# Legal advise needed



## Welya (Sep 14, 2012)

Hello everyone! I would need a legal advise or some info who could help with my issue. I have worked in Portugal up to June this year. My employer was my partner. Now after our separation he still did not give me payment slips for last 6 months and I really need them for some of the institutions as well as for tax declaration. I am really desperate because I have been contacting him for the past 3 months and he is just messing around. I do not know what to do. I believe it his duty to provide all the paperwork. What Portuguese institution shall I contact or could help me? Is there something to protect the employees? Thank you in advance!


----------



## canoeman (Mar 3, 2011)

How where you employed? contract, self employed? will affect what payment slips you should have, your rights and probably who you complain too.

You can start the ball rolling or apply pressure on him by checking whether your Social Security payments where made.
I believe this is correct Form to use, you can complete online print and then either post or e-mail to your Social Security office in Portugal

http://195.245.197.196/preview_formularios.asp?r=7381&m=PDF


----------



## Algarve (Mar 30, 2011)

Welya said:


> Hello everyone! I would need a legal advise or some info who could help with my issue. I have worked in Portugal up to June this year. My employer was my partner. Now after our separation he still did not give me payment slips for last 6 months and I really need them for some of the institutions as well as for tax declaration. I am really desperate because I have been contacting him for the past 3 months and he is just messing around. I do not know what to do. I believe it his duty to provide all the paperwork. What Portuguese institution shall I contact or could help me? Is there something to protect the employees?

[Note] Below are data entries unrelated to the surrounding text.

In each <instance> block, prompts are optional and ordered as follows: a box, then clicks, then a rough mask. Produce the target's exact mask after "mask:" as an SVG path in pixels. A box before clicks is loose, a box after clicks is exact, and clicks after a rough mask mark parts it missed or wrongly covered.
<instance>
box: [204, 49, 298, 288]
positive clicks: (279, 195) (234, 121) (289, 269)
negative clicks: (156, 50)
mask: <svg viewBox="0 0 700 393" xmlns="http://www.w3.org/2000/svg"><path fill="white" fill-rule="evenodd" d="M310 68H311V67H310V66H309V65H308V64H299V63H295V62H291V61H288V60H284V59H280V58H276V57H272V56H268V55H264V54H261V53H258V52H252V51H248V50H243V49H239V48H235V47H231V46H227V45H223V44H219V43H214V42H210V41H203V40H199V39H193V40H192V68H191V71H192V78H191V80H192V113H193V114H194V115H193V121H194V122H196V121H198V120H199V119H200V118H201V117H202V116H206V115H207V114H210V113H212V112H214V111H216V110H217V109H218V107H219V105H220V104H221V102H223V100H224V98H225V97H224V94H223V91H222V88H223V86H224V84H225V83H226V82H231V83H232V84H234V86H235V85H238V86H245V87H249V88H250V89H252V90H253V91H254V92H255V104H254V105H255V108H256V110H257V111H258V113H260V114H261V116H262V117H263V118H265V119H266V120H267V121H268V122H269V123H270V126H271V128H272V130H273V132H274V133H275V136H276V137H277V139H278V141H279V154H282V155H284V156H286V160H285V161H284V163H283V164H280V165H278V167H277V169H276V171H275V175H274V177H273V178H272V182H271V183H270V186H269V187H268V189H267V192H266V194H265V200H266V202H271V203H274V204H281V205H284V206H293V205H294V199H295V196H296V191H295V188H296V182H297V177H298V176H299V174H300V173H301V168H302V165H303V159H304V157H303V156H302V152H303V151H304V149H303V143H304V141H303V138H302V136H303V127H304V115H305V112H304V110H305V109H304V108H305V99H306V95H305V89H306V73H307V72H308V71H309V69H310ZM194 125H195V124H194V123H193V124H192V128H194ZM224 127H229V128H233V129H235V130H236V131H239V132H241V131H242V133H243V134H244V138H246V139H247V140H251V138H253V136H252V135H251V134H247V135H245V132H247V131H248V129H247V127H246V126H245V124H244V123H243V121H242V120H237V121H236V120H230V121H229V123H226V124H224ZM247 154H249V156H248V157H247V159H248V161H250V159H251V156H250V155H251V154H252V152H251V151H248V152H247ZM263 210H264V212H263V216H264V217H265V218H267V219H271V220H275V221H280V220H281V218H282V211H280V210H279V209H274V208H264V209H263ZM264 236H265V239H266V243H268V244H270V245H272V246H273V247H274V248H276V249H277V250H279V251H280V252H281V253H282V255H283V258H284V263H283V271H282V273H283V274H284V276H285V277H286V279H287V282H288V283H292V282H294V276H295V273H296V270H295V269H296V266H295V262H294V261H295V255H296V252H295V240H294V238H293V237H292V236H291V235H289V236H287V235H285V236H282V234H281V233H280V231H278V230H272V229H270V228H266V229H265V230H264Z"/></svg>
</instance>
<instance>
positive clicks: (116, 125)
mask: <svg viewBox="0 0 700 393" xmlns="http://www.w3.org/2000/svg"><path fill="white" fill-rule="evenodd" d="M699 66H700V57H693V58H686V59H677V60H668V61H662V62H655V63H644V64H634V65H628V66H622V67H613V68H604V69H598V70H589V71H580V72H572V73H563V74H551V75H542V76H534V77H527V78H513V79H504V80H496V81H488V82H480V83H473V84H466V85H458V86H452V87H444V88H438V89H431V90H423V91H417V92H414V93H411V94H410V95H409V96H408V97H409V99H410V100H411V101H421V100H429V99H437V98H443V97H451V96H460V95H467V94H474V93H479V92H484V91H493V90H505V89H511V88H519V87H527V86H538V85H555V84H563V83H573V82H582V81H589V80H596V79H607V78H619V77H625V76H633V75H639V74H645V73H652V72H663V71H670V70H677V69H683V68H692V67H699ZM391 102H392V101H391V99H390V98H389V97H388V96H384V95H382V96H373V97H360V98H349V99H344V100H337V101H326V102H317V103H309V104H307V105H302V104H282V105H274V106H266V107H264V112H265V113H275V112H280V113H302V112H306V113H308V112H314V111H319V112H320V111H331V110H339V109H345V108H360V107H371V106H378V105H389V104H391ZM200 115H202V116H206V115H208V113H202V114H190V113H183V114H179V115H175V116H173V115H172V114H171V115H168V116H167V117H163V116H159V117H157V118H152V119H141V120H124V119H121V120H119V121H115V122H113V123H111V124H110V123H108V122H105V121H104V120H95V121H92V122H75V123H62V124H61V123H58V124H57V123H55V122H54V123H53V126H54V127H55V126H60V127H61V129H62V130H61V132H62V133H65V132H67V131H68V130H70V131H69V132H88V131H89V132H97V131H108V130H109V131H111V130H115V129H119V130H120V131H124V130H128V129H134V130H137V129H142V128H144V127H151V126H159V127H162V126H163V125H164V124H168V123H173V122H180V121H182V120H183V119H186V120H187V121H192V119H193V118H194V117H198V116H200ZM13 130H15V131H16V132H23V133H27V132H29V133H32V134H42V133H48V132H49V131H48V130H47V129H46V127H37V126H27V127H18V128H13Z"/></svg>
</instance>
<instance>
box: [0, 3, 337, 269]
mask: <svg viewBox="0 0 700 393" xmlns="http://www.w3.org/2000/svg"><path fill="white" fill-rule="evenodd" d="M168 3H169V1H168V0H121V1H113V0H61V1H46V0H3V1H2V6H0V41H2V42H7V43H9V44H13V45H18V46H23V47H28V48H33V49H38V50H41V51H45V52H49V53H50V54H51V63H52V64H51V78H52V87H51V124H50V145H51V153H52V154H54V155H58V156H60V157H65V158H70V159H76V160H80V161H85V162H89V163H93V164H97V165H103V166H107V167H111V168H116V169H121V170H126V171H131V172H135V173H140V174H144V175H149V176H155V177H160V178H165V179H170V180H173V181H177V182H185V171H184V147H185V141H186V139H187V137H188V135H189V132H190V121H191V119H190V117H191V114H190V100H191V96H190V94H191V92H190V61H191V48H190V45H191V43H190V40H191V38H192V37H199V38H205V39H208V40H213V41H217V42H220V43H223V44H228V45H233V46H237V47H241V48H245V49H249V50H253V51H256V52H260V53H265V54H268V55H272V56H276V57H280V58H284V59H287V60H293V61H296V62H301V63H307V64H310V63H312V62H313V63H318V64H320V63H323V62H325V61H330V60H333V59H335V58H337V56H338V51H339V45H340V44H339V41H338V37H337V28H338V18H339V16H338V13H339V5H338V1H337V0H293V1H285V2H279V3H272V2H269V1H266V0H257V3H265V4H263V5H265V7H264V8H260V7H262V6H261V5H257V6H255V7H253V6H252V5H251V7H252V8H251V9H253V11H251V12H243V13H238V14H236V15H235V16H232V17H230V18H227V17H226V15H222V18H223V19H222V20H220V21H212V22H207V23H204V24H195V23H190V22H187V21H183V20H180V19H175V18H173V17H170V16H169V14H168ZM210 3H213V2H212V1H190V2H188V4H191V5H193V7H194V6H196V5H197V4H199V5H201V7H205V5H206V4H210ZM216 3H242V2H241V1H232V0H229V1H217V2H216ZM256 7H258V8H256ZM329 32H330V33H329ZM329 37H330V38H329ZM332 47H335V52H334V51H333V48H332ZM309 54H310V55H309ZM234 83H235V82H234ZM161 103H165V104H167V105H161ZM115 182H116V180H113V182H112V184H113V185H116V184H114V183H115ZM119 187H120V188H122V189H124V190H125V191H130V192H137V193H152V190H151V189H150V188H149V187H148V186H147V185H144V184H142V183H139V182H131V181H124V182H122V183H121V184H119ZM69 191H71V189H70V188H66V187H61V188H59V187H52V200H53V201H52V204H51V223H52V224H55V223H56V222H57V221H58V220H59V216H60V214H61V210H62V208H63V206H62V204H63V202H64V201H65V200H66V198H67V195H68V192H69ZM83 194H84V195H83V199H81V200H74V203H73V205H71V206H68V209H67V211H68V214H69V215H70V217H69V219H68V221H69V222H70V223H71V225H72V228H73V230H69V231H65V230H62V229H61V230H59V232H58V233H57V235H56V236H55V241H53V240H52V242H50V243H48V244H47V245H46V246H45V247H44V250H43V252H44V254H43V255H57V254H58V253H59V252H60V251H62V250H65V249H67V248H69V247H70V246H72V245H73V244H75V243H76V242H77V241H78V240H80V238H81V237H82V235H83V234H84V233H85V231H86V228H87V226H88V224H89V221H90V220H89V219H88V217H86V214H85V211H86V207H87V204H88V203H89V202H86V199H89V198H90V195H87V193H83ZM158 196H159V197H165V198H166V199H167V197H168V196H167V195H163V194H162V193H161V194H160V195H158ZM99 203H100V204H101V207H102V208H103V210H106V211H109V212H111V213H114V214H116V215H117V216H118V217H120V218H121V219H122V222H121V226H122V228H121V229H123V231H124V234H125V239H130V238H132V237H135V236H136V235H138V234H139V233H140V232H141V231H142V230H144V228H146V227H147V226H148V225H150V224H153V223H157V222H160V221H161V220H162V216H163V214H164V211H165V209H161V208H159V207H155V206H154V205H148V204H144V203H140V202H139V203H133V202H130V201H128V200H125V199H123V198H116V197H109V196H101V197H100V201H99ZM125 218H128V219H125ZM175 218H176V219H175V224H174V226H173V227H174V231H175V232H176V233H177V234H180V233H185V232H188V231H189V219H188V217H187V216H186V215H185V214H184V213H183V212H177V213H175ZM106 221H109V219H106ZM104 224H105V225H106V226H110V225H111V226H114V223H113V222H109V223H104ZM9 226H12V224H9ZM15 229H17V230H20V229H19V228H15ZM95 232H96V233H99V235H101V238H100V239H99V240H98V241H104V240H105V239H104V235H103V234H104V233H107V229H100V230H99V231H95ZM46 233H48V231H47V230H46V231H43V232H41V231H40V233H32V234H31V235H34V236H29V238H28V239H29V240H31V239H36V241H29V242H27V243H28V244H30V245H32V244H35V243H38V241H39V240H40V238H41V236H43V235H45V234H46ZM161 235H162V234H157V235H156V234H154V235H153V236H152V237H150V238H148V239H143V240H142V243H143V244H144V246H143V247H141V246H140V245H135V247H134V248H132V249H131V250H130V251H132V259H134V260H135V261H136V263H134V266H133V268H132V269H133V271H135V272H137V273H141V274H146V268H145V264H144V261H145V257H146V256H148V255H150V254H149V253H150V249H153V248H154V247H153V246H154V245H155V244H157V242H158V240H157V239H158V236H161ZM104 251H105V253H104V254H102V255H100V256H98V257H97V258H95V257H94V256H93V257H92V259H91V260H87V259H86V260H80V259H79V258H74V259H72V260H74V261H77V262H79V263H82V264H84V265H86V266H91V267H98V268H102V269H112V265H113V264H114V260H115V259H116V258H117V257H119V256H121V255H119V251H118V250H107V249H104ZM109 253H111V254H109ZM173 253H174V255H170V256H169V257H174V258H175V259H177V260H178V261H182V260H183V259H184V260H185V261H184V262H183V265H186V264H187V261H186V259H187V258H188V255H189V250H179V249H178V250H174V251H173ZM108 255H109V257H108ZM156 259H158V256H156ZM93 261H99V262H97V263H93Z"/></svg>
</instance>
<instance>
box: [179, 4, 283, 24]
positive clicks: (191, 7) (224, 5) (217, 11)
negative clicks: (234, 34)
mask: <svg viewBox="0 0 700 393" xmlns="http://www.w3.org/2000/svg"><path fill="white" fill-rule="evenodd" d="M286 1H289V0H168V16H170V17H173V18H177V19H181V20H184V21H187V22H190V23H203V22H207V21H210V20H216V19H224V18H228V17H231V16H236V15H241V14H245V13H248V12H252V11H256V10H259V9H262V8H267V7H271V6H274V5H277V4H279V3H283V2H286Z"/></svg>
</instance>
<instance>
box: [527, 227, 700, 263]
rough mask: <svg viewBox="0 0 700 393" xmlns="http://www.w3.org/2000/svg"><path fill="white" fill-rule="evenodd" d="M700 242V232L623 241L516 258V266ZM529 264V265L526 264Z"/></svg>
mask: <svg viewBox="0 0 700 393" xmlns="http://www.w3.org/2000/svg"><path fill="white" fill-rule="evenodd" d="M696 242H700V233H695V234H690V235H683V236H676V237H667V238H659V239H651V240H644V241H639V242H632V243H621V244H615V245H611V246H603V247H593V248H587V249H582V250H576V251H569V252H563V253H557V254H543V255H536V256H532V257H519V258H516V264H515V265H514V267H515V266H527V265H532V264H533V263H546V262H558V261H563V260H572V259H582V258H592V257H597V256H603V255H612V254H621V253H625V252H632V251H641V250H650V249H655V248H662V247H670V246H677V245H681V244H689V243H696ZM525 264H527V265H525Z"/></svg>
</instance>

Thank you in advance!


you could try the following Portal do Cidadão - Página Inicial it is a bit like a citizens advice an funded by the Portuguese Gov.


----------



## Algarve (Mar 30, 2011)

Also I would request the payslips from your EX in writing and send it registered post, if no joy send it again 14 days later, then when you are questioned, you have proof that you have complied and your employer has failed to supply your request, this would be in your favor should you need to take further action, make a copy of the request you are sending


----------



## Welya (Sep 14, 2012)

Algarve said:


> Also I would request the payslips from your EX in writing and send it registered post, if no joy send it again 14 days later, then when you are questioned, you have proof that you have complied and your employer has failed to supply your request, this would be in your favor should you need to take further action, make a copy of the request you are sending


Thank you! Will do it that way as well.


----------



## siobhanwf (Mar 20, 2009)

Unfortunately to onus is on the employee not the employer to make sure that Social Security has been paid here in Portugal.

This is something my neighbour has found to her cost. Their house was repossed by the Finanças three months ago 

Her husband`s employer had not paid the dues for the past 11 years!!!


----------



## paramonte (Sep 9, 2007)

ACT - Autoridade para as Condições do Trabalho


----------



## Welya (Sep 14, 2012)

Hello Everyone! Just would like to share good news - I have received my payslips. I am very happy about it. There are still some other things to be sorted out, but at least something has moved forward.


----------